Es lo que ocurre en el Restaurante Mesón Benito, uno de los establecimientos más conocidos de Brazatortas, un pequeño municipio de Ciudad Real de alrededor de un millar de habitantes donde este restaurante se ha convertido durante años en una referencia para vecinos y visitantes.
El establecimiento acaba de iniciar una nueva etapa. Cerró temporalmente el pasado 4 de mayo para someterse a una reforma integral y reabrió sus puertas el pasado 8 de septiembre, con unas instalaciones renovadas pero manteniendo el carácter de su cocina y los platos que le han dado fama.
Entre ellos sobresale el cochinillo al horno, uno de los grandes reclamos gastronómicos de Brazatortas y plato estrella del Mesón Benito, junto al cochifrito y otras propuestas de cocina tradicional. De hecho, el cochinillo se ha convertido con los años en uno de los platos por los que muchos visitantes se desplazan expresamente hasta este pueblo.

Fachada del Mesón Benito de Brazatortas
El restaurante cuenta además con el reconocimiento de la Guía Repsol, que le concede un Solete y destaca entre sus especialidades el cochinillo asado y frito, los quesos manchegos o la tortilla de patatas. A ello se suman las buenas valoraciones de quienes han pasado por sus mesas.
Pero el Mesón Benito guarda además una historia en su propia fachada. Una placa recuerda que en esa misma casa nació Millán Salcedo. El propio humorista regresó a Brazatortas en abril de 2014 para descubrir este reconocimiento, en un homenaje organizado por el Ayuntamiento en el inmueble que hoy alberga el restaurante.

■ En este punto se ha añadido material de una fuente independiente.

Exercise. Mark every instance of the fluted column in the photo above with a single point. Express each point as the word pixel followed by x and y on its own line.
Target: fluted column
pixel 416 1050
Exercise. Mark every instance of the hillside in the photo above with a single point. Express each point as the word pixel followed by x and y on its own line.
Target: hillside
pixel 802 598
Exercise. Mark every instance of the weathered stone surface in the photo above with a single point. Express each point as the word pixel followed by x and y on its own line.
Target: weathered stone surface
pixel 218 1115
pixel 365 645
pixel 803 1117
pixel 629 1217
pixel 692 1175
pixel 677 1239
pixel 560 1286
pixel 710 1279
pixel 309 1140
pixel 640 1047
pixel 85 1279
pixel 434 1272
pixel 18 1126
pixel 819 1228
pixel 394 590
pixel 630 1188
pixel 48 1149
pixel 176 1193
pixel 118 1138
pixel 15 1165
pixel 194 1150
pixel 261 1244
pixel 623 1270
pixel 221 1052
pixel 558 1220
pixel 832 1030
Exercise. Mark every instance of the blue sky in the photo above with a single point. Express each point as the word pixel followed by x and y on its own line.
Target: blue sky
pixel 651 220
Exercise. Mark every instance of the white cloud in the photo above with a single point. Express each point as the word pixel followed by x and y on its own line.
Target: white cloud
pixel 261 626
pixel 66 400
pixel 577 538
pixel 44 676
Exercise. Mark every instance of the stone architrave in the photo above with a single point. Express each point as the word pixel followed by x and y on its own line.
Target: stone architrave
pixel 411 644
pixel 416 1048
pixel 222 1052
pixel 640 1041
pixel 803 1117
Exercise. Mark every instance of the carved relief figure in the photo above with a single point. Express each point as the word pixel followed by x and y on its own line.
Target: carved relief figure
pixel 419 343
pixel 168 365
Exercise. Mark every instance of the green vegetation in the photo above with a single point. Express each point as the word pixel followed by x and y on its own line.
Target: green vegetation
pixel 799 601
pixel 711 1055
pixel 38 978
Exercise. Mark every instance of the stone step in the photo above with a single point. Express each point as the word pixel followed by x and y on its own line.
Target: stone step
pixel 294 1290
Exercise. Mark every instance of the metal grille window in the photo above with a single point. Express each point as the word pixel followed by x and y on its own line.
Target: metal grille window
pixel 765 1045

Mucho más que sentarse a comer
La visita puede servir también para descubrir uno de los rincones naturales más singulares de la provincia. Brazatortas se encuentra en pleno Valle de Alcudia y junto al Parque Natural del Valle de Alcudia y Sierra Madrona, un enorme espacio de encinas, pastos, montes y caminos en el que resulta fácil alejarse del ruido y encontrarse con paisajes todavía poco conocidos.
Es, por tanto, un destino especialmente atractivo para quienes disfrutan del senderismo, las rutas en bicicleta, la observación de animales o las escapadas al aire libre. Y después del recorrido, queda el otro plan: volver al pueblo, buscar mesa en uno de sus pocos bares y restaurantes y rematar la jornada con un cochinillo recién hecho.
Naturaleza, gastronomía y hasta un pequeño pedazo de la historia del humor español concentrados en un mismo lugar.